The company is to pay out £32 million (up from £29 million in 1995) under an employee profit-sharing scheme, which will be shared among 63,000 staff.

The deal with Associated British Foods (ABF) to buy its Irish interests, excluding the Penney's clothing chain, is subject to merger-approval by the European Commission. Tesco's chief executive, Mr Terry Leahy, declined to comment on the outcome, but the company hopes it will get clearance on the deal by May 5th.

Mr Leahy said Tesco was very pleased with its proposed acquisition. "It is an Irish market leader which has traded through some very challenging times."

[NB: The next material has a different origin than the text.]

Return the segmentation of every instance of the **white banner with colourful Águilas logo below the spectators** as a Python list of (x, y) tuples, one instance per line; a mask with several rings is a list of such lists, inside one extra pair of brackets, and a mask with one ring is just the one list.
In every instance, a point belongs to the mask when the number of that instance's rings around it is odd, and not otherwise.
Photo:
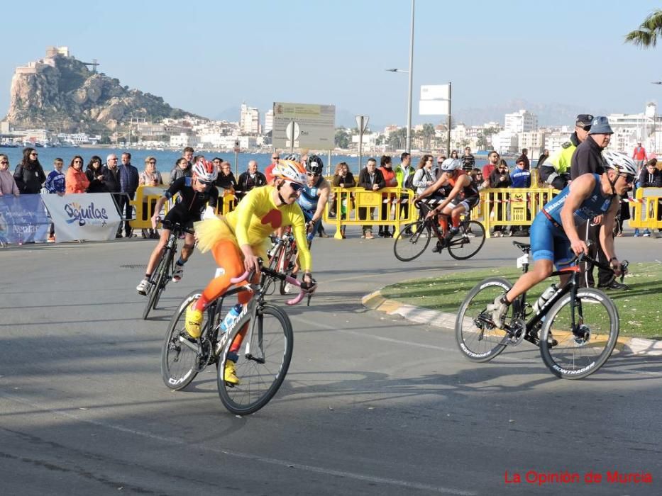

He added that the Irish economy was performing very well and the stores contained some "very encouraging" features. When pressed on the issue of central distribution, he said the Irish management had already been looking at the situation, prior to Tesco taking over.

He declined to be drawn specifically, but indicated that this could happen. Musgrave in Ireland already had a central distribution system, he pointed out.

Tesco also managed to save £20 million last year through reorganising its supply chain. Fears have been voiced in Ireland, especially by IBEC, the employers' lobby group, that Irish suppliers will lose out as Tesco will use more British suppliers.

Already the company has met the Minister for Enterprise and Employment, Mr Bruton, and his Fianna Fail counterpart, Ms Mary O'Rourke, to give assurances on the matter.

Mr Leahy said yesterday that he was "a bit surprised" by IBEC's reaction to the takeover announcement. He said opportunities existed for suppliers, not just existing suppliers, but small suppliers who may not have been able to supply Quinnsworth/Crazy Prices in the past, because of their size. Tesco has promised to consult them and advise them on bow to tailor their products to Tesco's needs.

Mr Leahy said Tesco was coming to Ireland to ensure growth and maintain employment.

He said the British and Irish markets were very different but the company would improve its profit margins - currently more than 1.5 per cent less than Tesco stores in Britain - through improving sales, winning customers and improving their spend by giving them extra items to buy.

In Britain, Tesco currently has around 600 items on offer, which it markets as its "best value" items. If a customer can buy any item cheaper elsewhere, Tesco refunds the difference. This marketing ploy is expected to be introduced in Ireland.

However, Mr Leahy said Tesco was unlikely to get involved in a price war with its competitors. "The outcome of a price war is that it usually damages everybody," he said.